CONGRESS ABSTRACT

Background Fabry disease is an X-linked lysosomal storage disorder characterized by heterogeneous clinical expression, particularly in female patients, in whom cardiac involvement may be subtle and diagnosis delayed. Cardiopulmonary exercise testing (CPET) provides an integrated assessment of cardiovascular, pulmonary, and peripheral responses to exercise and may help identify early functional abnormalities. Case summary A 30-year-old woman was evaluated for unexplained exertional dyspnoea. Her medical history included recurrent febrile episodes in childhood, arthralgia, cold intolerance, hypohidrosis, and mitral valve prolapse with mild-to-moderate mitral regurgitation. Physical examination, resting electrocardiogram, and laboratory tests, including NT-proBNP, were unremarkable. Transthoracic echocardiography showed preserved left ventricular systolic function, normal global longitudinal strain, and no evidence of left ventricular hypertrophy.

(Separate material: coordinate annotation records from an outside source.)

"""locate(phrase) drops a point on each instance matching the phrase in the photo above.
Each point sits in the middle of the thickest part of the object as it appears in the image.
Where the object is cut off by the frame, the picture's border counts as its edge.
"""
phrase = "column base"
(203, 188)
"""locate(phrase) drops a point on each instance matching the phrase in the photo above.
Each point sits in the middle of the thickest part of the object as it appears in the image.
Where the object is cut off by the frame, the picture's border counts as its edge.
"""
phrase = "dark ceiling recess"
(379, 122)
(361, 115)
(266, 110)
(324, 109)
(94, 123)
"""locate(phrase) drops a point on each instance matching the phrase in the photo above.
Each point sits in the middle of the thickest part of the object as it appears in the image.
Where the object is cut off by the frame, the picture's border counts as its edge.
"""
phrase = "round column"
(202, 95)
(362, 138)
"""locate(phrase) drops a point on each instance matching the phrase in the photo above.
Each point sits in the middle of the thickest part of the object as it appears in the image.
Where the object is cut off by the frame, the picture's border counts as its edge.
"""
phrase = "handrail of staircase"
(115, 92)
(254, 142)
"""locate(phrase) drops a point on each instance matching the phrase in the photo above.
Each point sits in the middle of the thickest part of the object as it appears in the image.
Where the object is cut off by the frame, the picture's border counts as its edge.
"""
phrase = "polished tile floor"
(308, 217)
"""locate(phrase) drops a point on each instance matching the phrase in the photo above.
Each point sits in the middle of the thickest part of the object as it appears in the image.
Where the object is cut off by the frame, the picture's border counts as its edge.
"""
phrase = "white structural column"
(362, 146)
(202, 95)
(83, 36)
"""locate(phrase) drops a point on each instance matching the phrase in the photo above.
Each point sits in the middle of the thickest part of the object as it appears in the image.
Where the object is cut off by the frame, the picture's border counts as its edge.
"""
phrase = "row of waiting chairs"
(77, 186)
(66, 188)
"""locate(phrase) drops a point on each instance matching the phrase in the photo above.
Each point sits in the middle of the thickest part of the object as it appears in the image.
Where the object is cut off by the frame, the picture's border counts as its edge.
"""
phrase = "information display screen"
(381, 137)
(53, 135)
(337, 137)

Cardiopulmonary exercise testing (CPET) revealed reduced peak oxygen consumption (22 mL/kg/min, 62% of predicted), impaired cardiocirculatory efficiency, a mildly increased VE/VCO₂ slope, and a reduced oxygen pulse with a flattened growth pattern, consistent with a primary cardiocirculatory limitation rather than pulmonary disease or deconditioning. These findings prompted further evaluation with cardiac magnetic resonance imaging, which raised suspicion of an infiltrative cardiomyopathy. Subsequent genetic testing identified a heterozygous pathogenic GLA mutation (c.377T>C; p.Phe113Leu), confirming the diagnosis of Fabry disease. Disease-specific therapy with migalastat was initiated. At 6-month follow-up, the patient reported improvement in exercise tolerance, fatigue, and neuropathic pain, along with resolution of proteinuria. Discussion This case highlights the pivotal role of cardiopulmonary exercise testing (CPET) in the diagnostic pathway of young female patients with unexplained dyspnoea and preserved resting cardiac function. CPET provided early functional evidence of cardiocirculatory impairment, guiding subsequent targeted imaging and genetic testing. An integrated CPET-based approach may facilitate earlier recognition of Fabry disease and other rare cardiomyopathies, enabling timely initiation of disease-specific therapy. These findings support the inclusion of CPET in the early diagnostic work-up of young patients with suspected cardiomyopathy and preserved resting cardiac function.